A recent Morningstar summary
commends Davis Tax-Free High Income Fund for two features that are usually mutually exclusive: its "almost imperceptible volatility" and a rate of return that in 1996 put its A shares ahead of all those of its 508 peers. Clark Stamper, the portfolio manager, will not speculate on the outlook for this balancing act, but he does say he has built "huge" downside protection into the portfolio and that, although it has an A+ credit rating, the fund's pretax equivalent yield is higher than many junk bonds.

That this is not just a flash in the pan is confirmed by Morningstar's five-star rating. The fund's performance in the last three years puts it among the six least risky in the group, yet its return in the same three years is among the highest.
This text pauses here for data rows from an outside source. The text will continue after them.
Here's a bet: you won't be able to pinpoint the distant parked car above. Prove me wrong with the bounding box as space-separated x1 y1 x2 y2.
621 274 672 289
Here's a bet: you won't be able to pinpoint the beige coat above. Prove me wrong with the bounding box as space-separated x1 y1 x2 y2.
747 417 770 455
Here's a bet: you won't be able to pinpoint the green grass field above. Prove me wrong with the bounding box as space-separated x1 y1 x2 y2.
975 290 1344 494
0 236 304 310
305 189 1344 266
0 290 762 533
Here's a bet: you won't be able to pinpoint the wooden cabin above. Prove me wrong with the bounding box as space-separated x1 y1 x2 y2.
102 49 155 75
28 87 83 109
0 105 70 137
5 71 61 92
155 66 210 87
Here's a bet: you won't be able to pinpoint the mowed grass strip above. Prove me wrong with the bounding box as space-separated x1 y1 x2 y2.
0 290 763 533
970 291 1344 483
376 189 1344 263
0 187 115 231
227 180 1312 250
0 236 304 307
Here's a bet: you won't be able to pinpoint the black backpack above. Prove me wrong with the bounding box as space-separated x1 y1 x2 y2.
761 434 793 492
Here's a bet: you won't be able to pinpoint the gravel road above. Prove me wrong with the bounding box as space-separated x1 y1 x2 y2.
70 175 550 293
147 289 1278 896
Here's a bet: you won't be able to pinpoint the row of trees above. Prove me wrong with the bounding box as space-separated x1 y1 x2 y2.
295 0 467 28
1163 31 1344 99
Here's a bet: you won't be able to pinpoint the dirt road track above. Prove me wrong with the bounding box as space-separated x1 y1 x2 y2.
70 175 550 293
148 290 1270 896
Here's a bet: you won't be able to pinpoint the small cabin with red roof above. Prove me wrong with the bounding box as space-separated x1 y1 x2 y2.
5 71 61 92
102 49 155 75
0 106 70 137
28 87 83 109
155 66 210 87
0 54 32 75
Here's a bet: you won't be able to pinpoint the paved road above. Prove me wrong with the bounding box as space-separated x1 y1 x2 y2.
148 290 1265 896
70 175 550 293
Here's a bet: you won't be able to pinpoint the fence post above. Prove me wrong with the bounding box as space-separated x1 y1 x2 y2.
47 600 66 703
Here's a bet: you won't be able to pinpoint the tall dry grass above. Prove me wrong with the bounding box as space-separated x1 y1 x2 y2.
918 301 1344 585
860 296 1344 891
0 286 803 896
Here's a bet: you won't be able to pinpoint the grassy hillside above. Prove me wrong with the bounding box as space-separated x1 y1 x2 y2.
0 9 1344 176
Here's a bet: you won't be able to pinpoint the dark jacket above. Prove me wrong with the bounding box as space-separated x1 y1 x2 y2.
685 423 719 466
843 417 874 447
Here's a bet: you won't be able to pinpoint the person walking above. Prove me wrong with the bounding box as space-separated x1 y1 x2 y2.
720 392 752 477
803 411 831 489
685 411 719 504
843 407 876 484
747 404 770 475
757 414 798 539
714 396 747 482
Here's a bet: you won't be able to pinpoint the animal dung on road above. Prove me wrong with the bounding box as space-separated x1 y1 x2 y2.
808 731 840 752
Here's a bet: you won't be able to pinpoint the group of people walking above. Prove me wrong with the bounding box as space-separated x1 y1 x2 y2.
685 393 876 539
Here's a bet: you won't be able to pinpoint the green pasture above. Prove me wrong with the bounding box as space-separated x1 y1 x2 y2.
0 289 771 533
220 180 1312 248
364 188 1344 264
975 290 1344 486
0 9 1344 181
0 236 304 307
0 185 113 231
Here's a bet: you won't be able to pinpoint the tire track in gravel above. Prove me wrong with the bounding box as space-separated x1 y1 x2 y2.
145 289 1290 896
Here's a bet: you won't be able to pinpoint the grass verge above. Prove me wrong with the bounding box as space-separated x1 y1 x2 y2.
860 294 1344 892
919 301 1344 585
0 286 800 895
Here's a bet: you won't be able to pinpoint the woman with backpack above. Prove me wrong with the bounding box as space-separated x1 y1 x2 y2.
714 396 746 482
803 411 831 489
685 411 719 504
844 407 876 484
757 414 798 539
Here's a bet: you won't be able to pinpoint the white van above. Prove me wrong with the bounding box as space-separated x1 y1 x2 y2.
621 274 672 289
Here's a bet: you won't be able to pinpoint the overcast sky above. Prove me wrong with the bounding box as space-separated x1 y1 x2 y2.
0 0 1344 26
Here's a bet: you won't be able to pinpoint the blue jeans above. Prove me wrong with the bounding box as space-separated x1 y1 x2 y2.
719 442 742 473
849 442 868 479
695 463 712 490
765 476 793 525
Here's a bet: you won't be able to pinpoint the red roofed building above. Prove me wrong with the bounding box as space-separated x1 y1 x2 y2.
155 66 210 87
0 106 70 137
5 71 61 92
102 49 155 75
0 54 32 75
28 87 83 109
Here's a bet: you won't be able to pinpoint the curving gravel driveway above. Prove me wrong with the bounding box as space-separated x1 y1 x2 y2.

For someone in the 39.6% tax bracket, the current yield of around 6.4% is equivalent to a taxable 10.6%.

The most unusual feature of the portfolio is the almost 60% invested in cushion bonds (these are callable bonds with higher interest rates selling for a premium). Most of these can be called in during the next few years or even months. Because these bonds have to be surrendered whenever the issuer decides, they cannot rise much so the fund would almost certainly under-perform if interest rates fell sharply. But the bonds are equally unlikely to fall if rates rise. "The market could drop 7 or 8% and the principal on most of these bonds wouldn't be eroded at all," Stamper estimates. Meanwhile, they are providing unusually high yields.
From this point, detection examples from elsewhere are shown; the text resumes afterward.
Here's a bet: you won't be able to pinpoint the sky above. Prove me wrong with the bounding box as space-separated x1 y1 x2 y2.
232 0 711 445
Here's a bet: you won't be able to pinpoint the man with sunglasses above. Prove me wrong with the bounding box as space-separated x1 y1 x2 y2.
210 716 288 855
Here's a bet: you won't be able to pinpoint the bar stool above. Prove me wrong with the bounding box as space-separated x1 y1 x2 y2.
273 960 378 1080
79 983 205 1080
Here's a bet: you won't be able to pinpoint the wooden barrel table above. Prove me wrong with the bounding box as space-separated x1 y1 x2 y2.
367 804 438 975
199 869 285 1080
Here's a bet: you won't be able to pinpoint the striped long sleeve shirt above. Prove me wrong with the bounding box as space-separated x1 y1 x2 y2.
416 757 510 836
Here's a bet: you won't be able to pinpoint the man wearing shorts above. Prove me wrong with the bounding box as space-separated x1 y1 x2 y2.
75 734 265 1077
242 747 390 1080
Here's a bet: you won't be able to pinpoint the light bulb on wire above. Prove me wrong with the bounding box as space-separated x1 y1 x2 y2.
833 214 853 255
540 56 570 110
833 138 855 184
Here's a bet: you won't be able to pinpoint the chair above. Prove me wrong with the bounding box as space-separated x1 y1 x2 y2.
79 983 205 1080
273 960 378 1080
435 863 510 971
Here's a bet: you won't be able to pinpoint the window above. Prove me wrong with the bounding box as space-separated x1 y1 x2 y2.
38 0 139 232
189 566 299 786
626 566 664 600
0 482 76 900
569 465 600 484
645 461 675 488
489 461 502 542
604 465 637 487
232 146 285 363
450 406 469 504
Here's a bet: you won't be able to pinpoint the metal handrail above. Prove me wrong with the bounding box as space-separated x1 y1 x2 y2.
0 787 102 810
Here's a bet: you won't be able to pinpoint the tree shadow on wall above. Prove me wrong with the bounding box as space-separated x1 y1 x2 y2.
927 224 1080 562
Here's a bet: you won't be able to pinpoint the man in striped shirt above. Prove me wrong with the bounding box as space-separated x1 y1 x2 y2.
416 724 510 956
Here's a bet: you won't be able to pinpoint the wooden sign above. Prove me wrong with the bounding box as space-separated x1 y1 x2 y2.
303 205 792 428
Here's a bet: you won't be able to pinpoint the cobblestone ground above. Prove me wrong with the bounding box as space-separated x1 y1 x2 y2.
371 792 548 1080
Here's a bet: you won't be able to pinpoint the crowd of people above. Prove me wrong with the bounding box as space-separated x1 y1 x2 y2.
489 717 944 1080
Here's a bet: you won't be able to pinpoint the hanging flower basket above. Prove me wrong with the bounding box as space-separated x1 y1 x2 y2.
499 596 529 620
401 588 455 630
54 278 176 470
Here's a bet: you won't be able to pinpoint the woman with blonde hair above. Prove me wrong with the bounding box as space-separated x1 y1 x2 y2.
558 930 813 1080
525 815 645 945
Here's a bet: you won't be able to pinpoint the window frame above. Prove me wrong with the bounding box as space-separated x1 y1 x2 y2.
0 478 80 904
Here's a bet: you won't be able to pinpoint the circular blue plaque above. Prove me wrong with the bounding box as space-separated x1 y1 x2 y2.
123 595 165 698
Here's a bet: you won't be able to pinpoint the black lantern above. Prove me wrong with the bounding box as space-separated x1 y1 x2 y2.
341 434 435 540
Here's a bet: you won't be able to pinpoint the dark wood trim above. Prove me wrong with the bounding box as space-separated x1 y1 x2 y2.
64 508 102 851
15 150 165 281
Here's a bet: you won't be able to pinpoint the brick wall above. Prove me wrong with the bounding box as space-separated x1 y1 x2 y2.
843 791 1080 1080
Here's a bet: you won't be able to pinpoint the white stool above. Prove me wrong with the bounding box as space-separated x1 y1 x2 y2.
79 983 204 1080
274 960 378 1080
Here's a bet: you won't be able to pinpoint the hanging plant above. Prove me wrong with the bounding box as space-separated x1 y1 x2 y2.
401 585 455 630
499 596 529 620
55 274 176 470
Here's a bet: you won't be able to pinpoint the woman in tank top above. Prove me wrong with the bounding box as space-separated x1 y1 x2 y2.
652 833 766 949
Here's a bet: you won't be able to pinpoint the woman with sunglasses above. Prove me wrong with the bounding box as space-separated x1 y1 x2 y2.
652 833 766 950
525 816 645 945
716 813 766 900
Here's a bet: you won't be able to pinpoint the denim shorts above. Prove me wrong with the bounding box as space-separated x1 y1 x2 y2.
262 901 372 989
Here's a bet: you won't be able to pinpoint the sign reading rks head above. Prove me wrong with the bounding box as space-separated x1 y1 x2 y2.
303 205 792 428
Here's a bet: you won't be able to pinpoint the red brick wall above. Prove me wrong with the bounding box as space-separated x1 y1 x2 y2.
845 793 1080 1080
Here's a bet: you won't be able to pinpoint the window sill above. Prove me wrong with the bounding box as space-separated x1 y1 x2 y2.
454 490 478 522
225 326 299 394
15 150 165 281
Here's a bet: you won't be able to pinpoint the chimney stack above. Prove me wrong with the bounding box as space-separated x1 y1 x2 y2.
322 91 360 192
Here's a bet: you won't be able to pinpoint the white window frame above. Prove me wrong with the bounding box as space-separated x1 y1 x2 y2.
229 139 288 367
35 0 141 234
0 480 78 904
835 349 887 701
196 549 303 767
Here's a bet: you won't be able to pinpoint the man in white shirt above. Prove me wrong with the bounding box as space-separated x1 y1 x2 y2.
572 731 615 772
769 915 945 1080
He advises caution in current conditions: "The yield difference between high- and low-quality bonds is closer than it has been in 10 years. You are getting almost as much on an A bond as a BB. Looking ahead, you'd expect spreads to widen rather than narrow. If that happens, the lower qualities would under-perform. You're looking at poorer prospects for a riskier bond, which doesn't seem to be much of a deal."

Now that fear of a flat tax, which spooked the market for a while, has been shelved, Stamper says investors need to start thinking about another problem:  As the federal government puts more financial responsibility on local governments, many states, cities, and counties are more vulnerable than they have been to some kind of setback.  A recession could bring widespread problems.

Observation: The fund's approach is to buy municipal bonds issued on behalf of corporations, which are backed by salable assets, housing bonds guaranteed by federal agencies, and insured bonds. The portfolio's average duration is a low four years and includes no fewer than 250 broadly diversified issues.